Stop the presses! Abandon the broadcast schedule! Flood your social media sites with your posts! Man bites dog!
An Australian media outlet has described much of what the Yes campaign is actually doing rather than focussing on who said what about the latest No talking point. It did, nevertheless, tack on to the article some of the latest details of what the No campaign was doing even if they were more aspirational than reality. But despite that the article was revelatory.
The Sunday Age 27/8) featured the headline ‘Yes campaign to wage battle for the suburbs’ and said the Yes campaign was ‘resetting’ its strategy. The only problem was that the so-called reset was simply what the strategy always was – but just never got mentioned by the media.
The article quoted Noel Pearson – describing him as the architect of the Voice – who would be surprised by the claim given all the others who worked with him and others on the Uluru Statement.
It also suggested that his comments were a shift from using celebrities to target ‘ordinary’ Australians and away from corporate sponsorship – the source of No claims that the campaign was elitist.

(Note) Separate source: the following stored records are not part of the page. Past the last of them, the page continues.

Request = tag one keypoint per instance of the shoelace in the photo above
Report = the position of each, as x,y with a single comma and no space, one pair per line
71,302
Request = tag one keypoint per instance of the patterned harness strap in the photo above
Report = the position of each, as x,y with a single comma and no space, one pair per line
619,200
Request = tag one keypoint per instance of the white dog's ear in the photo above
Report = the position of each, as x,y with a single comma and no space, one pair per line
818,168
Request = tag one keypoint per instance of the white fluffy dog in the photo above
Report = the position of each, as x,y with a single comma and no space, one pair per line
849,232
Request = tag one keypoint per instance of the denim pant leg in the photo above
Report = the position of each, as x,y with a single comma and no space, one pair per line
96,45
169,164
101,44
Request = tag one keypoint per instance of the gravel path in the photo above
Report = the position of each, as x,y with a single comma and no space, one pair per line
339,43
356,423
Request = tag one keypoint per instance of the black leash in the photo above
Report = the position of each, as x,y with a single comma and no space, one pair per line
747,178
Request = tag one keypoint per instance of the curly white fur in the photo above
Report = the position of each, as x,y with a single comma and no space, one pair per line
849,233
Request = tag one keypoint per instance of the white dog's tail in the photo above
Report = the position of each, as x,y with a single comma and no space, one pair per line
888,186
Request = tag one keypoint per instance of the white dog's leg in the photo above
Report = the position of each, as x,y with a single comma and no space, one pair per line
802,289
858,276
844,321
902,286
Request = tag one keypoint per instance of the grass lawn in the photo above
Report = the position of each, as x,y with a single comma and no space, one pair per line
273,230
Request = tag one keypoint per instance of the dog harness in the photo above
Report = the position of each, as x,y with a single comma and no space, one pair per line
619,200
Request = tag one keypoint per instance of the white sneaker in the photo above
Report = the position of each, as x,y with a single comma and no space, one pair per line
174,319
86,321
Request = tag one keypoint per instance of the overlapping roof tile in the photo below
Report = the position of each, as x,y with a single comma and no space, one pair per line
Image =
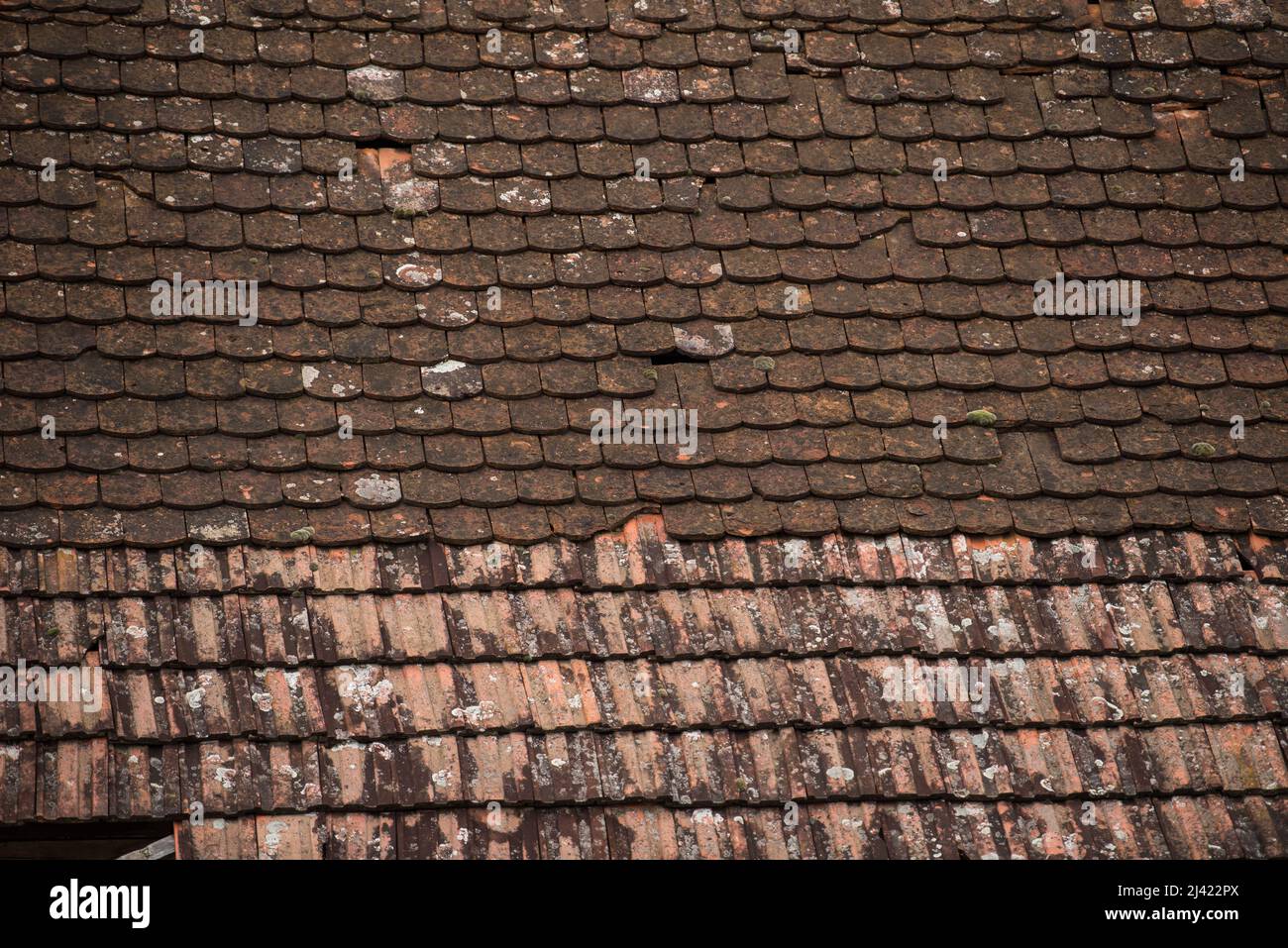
353,569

In fact, what was always intended by the Yes campaign was a massive grassroots campaign aided by advertising.
The Sunday Age did concede that the ‘campaign’ war chest of millions of dollars in corporate donations would flow into a surge in advertising. The corporate donations are supplemented by significant donations by organisations and individuals.
The article also didn’t mention that the expertise available to the campaign should make it one of the best resourced and most carefully targeted political campaigns in decades. Plus the added advantage of some of the campaign strategists having usually worked for the conservative parties.
The Sunday Age said Yes’ ‘claimed’ volunteer base of 25,000 would be key to reaching densely populated areas in city fringes such as western Sydney. This implies this was the target audience rather than one part of a bigger campaign. It also conveniently missed the fact that referendum campaigns are not just about what are regarded as marginal electoral areas but all electorates. For instance, in the blog’s local Federal electorate – which is fairly safe Labor – the grassroots campaign, staffed by hundreds of people, has been underway for weeks.
In contrast, the article quoted the Fair Australia No Campaign fronted by Coalition frontbencher Jacinta Nampijinpa Price as saying the No campaign needed 40,000 volunteers to cover 170,000 hours of campaigning. That, along with the Fair name, is one of the best examples of chutzpah one can imagine.
More importantly, given the demographic differences between many Yes and No campaigners the majority of Yes campaigners, although sadly not the ageing and arthritic blog, might cover more ground each day than the No ones do.
Amidst all these claims and counterclaims Victorian Labor MP Rob Mitchell, the McEwen MHR, injected another bit of reality into the current situation when he told The Sunday Age that a key challenge was reaching disengaged voters who were actually unaware of the forthcoming referendum.
This is a reminder that the media often assumes the electorate is concerned by the issues the media and the political staffers who have briefed them are.
The reality is that more people are open to persuasion with compelling information and messages than opinion poll findings at particular points suggest – as Bill Shorten discovered in 2019 to his eternal regret. Moreover, the strategists who were on the Liberals side when they brought about that unexpected result are now on the Yes side.
Currently bookies don’t seem to be offering odds on the referendum outcome but if they were the odds would probably be shorter on the No case – as surveys are showing – but not generously so. That’s hardly surprising given the nature of the No campaign and the massive media failures in covering the issue.
But after six weeks of a huge door-knocking campaign and millions in advertising, the odds may well shift the other way. So, if you could get odds right now it would be well worth a punt.
For those not familiar with journalistic history the phrase man bites dog provided a rough and ready guide to young reporters (as they were then known) to the sort of things which were newsworthy.
Today the story would be up on social media within minutes while journalists were racing around getting reactions to the event and wildly speculating on what it meant for the future rather than reporting the event itself.